The selloff of props, sets, costumes and other equipment, which was scheduled to begin next month, will also be delayed a year. As well, CBC programmers and co-productions will have time to prepare for the coming change.

“In all my years with the Guild and the CBC, I’ve never before seen an agreement like this,” says Amber, who is also Director of TNG Canada/CWA. “The delay will benefit everyone. It will give us time to work with design employees on alternatives to keeping the service afloat and it will give CBC shows another year of top-notch design work.”

Employees will continue to enjoy all of their rights under the layoff and recall provisions of the collective agreement between the CMG and the CBC. The Guild is planning to hold a meeting with those members later this week and will provide more details on the agreement in the next couple of days.

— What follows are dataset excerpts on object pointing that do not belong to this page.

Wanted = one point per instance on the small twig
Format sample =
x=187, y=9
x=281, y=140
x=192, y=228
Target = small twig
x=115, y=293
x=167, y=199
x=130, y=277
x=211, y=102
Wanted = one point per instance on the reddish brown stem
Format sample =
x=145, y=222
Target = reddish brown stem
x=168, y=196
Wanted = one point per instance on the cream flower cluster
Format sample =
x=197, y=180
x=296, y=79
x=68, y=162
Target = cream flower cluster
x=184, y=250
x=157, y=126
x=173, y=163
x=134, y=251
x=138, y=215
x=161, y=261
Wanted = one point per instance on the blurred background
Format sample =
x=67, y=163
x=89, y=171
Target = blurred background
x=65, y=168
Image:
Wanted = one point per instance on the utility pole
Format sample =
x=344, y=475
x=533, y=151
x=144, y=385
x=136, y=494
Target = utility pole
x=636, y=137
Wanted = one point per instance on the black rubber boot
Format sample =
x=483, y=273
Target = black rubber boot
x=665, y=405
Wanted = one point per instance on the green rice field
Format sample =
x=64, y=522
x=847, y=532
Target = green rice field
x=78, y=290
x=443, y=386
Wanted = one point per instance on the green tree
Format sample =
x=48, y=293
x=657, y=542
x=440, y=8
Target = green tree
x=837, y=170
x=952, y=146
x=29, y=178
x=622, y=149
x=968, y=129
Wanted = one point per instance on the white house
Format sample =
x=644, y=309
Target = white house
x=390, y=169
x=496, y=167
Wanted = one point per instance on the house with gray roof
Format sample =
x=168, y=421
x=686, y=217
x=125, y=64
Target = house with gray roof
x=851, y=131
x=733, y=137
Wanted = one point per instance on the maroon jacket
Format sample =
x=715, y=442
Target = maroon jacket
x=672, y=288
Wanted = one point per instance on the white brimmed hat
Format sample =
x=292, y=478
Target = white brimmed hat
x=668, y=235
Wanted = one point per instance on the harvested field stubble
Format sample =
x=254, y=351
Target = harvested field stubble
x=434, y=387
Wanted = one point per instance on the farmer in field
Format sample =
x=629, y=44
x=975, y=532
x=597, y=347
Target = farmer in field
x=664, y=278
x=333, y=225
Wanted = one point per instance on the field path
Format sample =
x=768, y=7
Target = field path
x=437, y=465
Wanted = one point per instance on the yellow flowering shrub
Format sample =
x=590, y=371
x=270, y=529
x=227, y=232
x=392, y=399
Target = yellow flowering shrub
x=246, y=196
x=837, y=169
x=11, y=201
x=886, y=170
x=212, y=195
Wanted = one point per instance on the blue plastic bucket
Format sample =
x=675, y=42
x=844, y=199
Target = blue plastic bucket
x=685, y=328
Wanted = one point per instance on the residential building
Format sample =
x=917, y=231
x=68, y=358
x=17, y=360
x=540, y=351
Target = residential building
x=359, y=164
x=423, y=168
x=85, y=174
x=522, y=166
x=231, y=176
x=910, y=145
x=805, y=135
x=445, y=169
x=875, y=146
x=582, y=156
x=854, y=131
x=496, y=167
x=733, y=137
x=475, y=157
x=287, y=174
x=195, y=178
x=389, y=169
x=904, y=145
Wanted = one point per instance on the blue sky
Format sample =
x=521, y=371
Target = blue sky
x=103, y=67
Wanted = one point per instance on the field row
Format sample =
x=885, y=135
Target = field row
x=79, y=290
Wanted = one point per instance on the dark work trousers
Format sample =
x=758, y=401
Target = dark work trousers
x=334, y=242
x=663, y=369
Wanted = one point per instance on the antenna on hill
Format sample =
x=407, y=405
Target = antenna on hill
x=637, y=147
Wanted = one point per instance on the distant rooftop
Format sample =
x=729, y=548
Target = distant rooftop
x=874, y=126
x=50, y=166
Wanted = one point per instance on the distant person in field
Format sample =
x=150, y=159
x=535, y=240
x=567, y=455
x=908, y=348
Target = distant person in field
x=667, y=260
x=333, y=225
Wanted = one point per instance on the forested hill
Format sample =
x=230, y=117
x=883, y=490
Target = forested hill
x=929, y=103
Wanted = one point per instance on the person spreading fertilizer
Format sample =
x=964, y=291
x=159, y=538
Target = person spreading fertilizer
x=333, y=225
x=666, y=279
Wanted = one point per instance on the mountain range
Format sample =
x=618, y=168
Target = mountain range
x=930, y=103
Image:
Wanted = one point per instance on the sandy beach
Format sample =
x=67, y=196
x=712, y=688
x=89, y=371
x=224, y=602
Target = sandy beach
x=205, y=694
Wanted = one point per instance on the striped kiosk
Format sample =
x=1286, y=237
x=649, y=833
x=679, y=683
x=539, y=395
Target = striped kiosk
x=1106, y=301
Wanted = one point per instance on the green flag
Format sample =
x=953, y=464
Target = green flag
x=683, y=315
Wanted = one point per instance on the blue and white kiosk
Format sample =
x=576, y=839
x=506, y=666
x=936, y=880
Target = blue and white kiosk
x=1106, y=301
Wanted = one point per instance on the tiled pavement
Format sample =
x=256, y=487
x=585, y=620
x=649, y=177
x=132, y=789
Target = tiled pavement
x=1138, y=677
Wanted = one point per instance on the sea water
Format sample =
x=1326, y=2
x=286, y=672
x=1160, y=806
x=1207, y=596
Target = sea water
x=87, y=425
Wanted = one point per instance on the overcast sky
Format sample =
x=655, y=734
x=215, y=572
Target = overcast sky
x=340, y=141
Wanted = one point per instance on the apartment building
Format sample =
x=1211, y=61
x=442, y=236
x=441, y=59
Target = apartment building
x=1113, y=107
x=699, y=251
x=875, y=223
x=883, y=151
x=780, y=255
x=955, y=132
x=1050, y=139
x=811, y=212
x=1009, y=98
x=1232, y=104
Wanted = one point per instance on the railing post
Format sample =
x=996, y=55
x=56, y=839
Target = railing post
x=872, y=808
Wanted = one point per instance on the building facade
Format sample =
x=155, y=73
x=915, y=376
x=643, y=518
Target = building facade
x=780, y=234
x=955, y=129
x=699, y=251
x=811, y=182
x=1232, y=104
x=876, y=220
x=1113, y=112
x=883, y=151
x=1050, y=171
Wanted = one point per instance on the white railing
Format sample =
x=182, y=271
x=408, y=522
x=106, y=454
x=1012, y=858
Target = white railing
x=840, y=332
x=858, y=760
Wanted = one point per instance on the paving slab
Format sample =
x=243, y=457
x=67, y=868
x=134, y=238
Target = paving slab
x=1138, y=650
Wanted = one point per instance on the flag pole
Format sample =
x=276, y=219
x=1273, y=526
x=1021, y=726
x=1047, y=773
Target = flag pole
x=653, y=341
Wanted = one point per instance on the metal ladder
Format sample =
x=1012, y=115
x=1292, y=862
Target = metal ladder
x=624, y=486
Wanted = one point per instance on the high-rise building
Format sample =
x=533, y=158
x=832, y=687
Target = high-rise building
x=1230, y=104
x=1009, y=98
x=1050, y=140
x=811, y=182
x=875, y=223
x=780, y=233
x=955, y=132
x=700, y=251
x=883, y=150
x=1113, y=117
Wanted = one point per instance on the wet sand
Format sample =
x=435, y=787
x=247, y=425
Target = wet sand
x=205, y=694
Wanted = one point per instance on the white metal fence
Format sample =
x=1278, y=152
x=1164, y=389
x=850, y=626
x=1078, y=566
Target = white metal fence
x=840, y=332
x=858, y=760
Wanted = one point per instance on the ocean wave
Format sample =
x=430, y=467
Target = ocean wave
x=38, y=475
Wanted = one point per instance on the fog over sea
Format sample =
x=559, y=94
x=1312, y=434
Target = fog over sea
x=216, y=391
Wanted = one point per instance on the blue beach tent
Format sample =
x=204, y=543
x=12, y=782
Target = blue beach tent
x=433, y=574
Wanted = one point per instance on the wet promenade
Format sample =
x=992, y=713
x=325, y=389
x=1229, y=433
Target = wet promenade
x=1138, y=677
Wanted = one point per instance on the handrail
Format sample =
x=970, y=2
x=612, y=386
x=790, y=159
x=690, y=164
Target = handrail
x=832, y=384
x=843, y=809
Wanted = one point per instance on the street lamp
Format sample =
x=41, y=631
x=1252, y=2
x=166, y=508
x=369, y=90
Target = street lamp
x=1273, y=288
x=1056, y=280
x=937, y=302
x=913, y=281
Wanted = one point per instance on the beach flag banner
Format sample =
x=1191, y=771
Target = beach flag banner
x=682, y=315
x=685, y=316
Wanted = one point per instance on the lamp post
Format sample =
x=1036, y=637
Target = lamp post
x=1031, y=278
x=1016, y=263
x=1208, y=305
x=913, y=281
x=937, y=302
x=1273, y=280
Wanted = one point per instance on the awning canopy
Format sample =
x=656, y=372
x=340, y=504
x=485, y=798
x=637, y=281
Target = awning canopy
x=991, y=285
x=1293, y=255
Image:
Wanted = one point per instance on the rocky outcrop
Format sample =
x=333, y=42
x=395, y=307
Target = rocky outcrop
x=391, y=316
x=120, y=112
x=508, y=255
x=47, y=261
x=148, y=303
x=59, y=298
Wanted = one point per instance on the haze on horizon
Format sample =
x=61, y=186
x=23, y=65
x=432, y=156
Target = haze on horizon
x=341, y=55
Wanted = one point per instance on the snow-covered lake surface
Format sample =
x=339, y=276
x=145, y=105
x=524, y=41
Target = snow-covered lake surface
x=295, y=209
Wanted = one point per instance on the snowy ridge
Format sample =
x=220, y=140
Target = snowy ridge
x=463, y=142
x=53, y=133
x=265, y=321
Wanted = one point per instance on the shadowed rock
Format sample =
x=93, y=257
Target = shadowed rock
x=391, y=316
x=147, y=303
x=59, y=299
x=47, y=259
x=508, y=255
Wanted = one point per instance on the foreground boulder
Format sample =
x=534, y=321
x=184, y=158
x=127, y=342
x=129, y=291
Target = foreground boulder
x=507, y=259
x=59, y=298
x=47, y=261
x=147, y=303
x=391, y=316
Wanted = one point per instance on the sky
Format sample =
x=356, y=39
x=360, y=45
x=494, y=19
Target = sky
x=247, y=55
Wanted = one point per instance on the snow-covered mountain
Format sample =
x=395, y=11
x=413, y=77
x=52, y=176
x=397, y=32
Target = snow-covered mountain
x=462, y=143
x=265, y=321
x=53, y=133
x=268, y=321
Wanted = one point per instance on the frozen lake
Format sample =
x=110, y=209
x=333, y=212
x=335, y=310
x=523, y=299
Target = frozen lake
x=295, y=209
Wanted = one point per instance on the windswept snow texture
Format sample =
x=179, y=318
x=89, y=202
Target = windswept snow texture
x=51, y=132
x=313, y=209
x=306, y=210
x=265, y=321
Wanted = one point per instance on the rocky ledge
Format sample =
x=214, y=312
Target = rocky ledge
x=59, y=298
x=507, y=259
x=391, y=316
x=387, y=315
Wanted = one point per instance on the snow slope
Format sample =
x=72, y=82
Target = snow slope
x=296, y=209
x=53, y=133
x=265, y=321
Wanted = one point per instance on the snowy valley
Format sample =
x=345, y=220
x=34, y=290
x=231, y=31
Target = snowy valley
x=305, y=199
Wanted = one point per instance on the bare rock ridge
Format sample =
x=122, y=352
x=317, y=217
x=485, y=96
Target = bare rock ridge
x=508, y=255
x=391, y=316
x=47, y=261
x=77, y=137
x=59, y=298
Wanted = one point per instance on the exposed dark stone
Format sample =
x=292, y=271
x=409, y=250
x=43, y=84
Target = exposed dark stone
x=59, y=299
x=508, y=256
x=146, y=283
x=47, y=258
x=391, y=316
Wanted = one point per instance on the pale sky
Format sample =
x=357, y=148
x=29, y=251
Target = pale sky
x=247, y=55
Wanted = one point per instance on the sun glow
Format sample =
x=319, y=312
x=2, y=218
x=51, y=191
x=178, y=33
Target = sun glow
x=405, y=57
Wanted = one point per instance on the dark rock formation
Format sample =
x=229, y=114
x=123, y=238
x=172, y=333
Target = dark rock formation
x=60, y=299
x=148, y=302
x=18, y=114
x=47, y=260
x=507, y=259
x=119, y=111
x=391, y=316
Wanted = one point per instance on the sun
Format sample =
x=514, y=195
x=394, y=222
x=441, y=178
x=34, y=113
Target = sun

The deal called for the CMG to shut down its Internet-based StopTheSellout campaign, which allowed supporters to email letters of protest to Heritage Minister Bev Oda. The federal Heritage Committee had asked the minister at the start of June to express to CBC management its concern over structural changes, such as the design department closure, taking place before the upcoming review of the public broadcaster's mandate.

In late May, Toronto MPs Peggy Nash and Olivia Chow raised the planned closure of the design department in the House of Commons, asking that the decision be reversed.

"The agreement was a difficult one to reach for both parties but management and CMG leadership believe it could mark the beginning of a new era in union-management relations at the CBC," Amber and Stursberg say in their communiqué. "CBC and CMG are working hard to improve our relationship and this agreement is an important investment in achieving this."

When the decision to shutter the design department and lay off 79 employees was announced on April 20, management said it was doing so to save $1 million annually. It also said that other broadcasters don’t do inside design. However, Radio-Canada (French CBC) has a design department in Montreal with at least 133 employees. There are, apparently, no plans to close that department.